Avrupa Birliği ve Amerikan Yaşlılar Derneğinin özellikle gelişmekte olan ülkelere yönelik önerilerde bulunduğunu anlatan Ateşoğlu: "Bizim gibi gelişmekte olan ülkelere 'Sizlerin hobileri eksik' diyorlar. Bu yaşa kadar 'Ben şu hobiyi edindim' diyebilecek kaç kişi var aramızda? Mutlaka kendimize bir hobi edinmeliyiz. Çünkü sosyal aktiviteler zihni gençleştiriyor. Sosyal gruplara dahil olmak, yaşamı paylaşmak, kendi eserini sevmek uzun yaşamak için çok önemli. Hobilerle kendimize bir uğraş, bir eser yaratmamız lazım. Gelişmiş ülkeler; kendilerini sevdikleri için, kendilerine değer verdikleri için; günlük yaşam aktiviteleri, bizim anneanne ve babaannelere göre biraz daha iyi. Bizde yaşam birazda ucuza alınmış durumda. Bir yaştan sonra insanların bağımsızlığı elinden alınmış oluyor. Gelişmiş ülkelerdeki yaşlılar; markete gidiyorlar, yemeklerini kendileri pişiriyorlar, bisiklete biniyorlar." diye konuştu.
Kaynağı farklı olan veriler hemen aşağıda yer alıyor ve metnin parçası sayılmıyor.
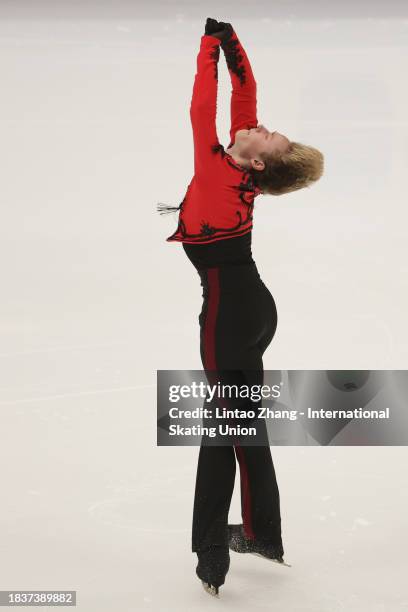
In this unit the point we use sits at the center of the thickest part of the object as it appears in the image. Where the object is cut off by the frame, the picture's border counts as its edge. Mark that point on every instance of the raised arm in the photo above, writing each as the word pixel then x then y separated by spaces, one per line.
pixel 243 94
pixel 203 108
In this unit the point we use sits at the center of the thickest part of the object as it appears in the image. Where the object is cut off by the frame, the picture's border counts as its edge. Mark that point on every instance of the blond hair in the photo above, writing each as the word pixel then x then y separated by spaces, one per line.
pixel 298 167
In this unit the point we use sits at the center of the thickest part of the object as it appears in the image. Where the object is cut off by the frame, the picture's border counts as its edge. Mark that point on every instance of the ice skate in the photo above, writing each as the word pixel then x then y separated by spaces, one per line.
pixel 238 542
pixel 213 565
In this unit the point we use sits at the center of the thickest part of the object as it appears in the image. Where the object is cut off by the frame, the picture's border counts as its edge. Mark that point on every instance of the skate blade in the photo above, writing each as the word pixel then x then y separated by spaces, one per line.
pixel 273 560
pixel 209 588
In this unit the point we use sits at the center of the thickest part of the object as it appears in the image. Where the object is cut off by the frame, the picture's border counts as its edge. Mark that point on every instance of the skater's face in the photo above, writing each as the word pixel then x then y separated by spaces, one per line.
pixel 250 143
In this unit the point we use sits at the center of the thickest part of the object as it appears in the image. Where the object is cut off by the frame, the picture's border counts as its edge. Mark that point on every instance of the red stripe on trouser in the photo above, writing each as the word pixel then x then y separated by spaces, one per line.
pixel 211 364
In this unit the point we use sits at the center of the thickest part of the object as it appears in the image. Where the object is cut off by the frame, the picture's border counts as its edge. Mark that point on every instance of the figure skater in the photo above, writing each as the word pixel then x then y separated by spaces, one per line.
pixel 238 318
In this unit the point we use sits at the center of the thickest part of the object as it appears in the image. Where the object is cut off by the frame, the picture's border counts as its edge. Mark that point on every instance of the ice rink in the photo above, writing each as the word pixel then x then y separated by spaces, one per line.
pixel 95 130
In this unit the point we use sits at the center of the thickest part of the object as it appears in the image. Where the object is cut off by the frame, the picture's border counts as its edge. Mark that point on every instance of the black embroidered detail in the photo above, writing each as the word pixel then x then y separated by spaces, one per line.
pixel 215 55
pixel 164 209
pixel 244 188
pixel 207 229
pixel 218 148
pixel 233 58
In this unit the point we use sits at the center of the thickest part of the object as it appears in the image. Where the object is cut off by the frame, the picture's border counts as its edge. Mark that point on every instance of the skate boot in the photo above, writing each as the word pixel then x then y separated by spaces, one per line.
pixel 213 566
pixel 239 542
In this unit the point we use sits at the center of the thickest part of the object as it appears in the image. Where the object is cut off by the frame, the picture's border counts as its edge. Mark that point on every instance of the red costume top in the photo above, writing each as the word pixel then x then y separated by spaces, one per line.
pixel 219 200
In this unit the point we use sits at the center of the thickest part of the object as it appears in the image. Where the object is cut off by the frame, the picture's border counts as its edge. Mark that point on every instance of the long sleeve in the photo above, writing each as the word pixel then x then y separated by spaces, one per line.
pixel 244 89
pixel 203 109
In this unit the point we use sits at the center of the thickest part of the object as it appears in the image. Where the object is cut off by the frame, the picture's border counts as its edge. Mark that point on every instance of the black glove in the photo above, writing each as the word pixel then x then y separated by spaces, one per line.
pixel 219 29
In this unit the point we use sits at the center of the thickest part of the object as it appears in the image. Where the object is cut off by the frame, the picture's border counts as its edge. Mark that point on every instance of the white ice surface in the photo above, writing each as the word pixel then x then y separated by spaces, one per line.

"ERKEKLER İKİ KADIN ARASINDA KALIYOR"

Evde bakıma muhtaç bir yaşlının aileler arasında tartışmalara neden olduğunu belirten Ateşoğlu: "İnsanların ne kadar bağımsızlığı bozulursa, yani bağımlı olmaya başlarsa bu kez sorunlar başlıyor. Aileler arasında tartışmalar çıkıyor. Karı koca arasında kavgalar yaşanıyor. Ben bu konuda erkekleri çok seviyorum. Çünkü en büyük yükü evde erkekler kaldırıyor. Erkekler evde iki kadının arasında kalıyor. Biz kendi kendimizi ifade eden insanlar değiliz. Eşlerden biri kızar, neden kızdığını 6 ay sonra söyler. Erkekler tamamen içe kapanıyor; pijama, terlik konseptinde; evde ‘tık’ demiyor. Böyle böyle yaşlanıyoruz. Üstüne de hastalık gelince istenmeyen yaşlılar ortaya çıkıyor." dedi.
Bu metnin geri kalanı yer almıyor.